Regionwide-Significant SNPs (α=.05) in the CD Data Set² ^[Note]

				Test Statistic Value
Marker	Block	q^a	p_m^b	Single Point	TDT	SBOV	MOV
26⁺	4	.36	.04	17.38*	15.87*	18.29*	18.25*
27⁺	4	.35	.09	16.13*	14.62*	18.31*	18.27*
28⁺	4	.35	.08	18.19*	16.13*	19.13*	19.09*
34⁺	4	.35	.09	13.89*	13.62*	16.06*	15.85*
39⁺	5	.38	.07	10.12	9.00	13.30*	13.13*
42	6	.38	.23	9.46	8.49	11.28*	13.73*
49⁺	7	.44	.16	8.15	8.34	11.33*	11.60
74⁺	7	.37	.07	9.46	9.14	18.95*	19.14*
78⁺	8	.45	.03	11.45*	10.98*	12.97*	13.09*
79	8	.14	.09	18.90*	16.89*	19.22*	19.68*
83	8	.45	.28	9.01	7.54	12.12*	9.55
92	10	.38	.29	9.78	9.45	15.29*	17.59*
93⁺	10	.38	.05	15.18*	14.37*	14.54*	14.47*

Open in a new tab

Note.— An asterisk (*) indicates SNPs showing regionwide significance (α=.05) by at least one of the methods (single point, SBOV, and MOV). The regionwide thresholds for the single-point, TDT, SBOV, and MOV tests are 11.28, 10.66, 11.2, and 11.90, respectively, and are based on 1,000 simulations under the null hypothesis. Markers with a plus sign (+) were found elsewhere⁷ to be associated with CD.

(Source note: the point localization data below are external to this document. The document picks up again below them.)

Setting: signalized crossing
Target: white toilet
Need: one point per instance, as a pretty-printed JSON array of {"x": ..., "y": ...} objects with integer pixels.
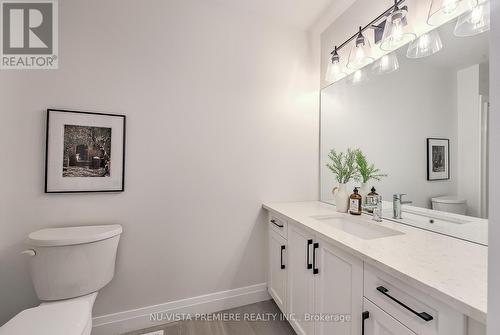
[
  {"x": 450, "y": 204},
  {"x": 68, "y": 267}
]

q is allele frequency among nontransmitted alleles.

p_m is the proportion of missing genotypes.

Analysis of the tSNP data

We applied the multipoint mapping methods for VVs (SBVV and MVV) to the tSNPs of the CD data set. In our tSNP set, we include some but not all of the most significantly associated SNPs from the dense set, to see whether our MVV and SBVV methods can detect the presence of additional untyped variants associated with the trait. For example, there are eight markers with MOV log-likelihood–ratio test statistic value >14, whereas, in our set of tSNPs, we choose only two of them.

Figure 5 shows the log-likelihood–ratio test statistic values that are based on the SBVV and MVV methods for each VV in each block. Both MVV and SBVV achieve their maximums at VV (1, 2345r) in block 8, with MVV log-likelihood–ratio test statistic value of 22.44 and SBVV log-likelihood–ratio test statistic value of 22.68 (table 6), which again indicate that this region is significantly associated with the disease. (The thresholds of regionwide significance for SBVV and MVV are 11.48 and 11.24, respectively.) Table 6 lists VVs that are regionwide significant on the basis of MVV or SBVV and their relationship with the dense-SNP set and the tSNP set. For example, VV (2, 1345r) in block 8, which is regionwide significant on the basis of both MVV and SBVV, corresponds to marker 79 (which has the highest log-likelihood–ratio test statistic value based on the MOV analysis) in the dense-SNP set, but it does not correspond to any of the tSNPs, which suggests that our MVV and SBVV methods have power to detect such “untyped” variants that are strongly associated with the trait. Furthermore, we notice that, from block 3 to block 10, VVs that correspond to common haplotype 1—namely, (1, 23r) in blocks 3, 6, and 10; (1, 234r) in blocks 4, 5, and 9; and (1, 2345r) in blocks 7 and 8—are all found to be significant, which suggests that the first common haplotype across the whole region (or, more precisely, from block 3 to block 10) is strongly associated with the trait. This observation is consistent with the risk haplotype found in previous studies.⁷

Table 6. .

Regionwide-Significant VVs Based on tSNPs of the CD Data Set² ^[Note]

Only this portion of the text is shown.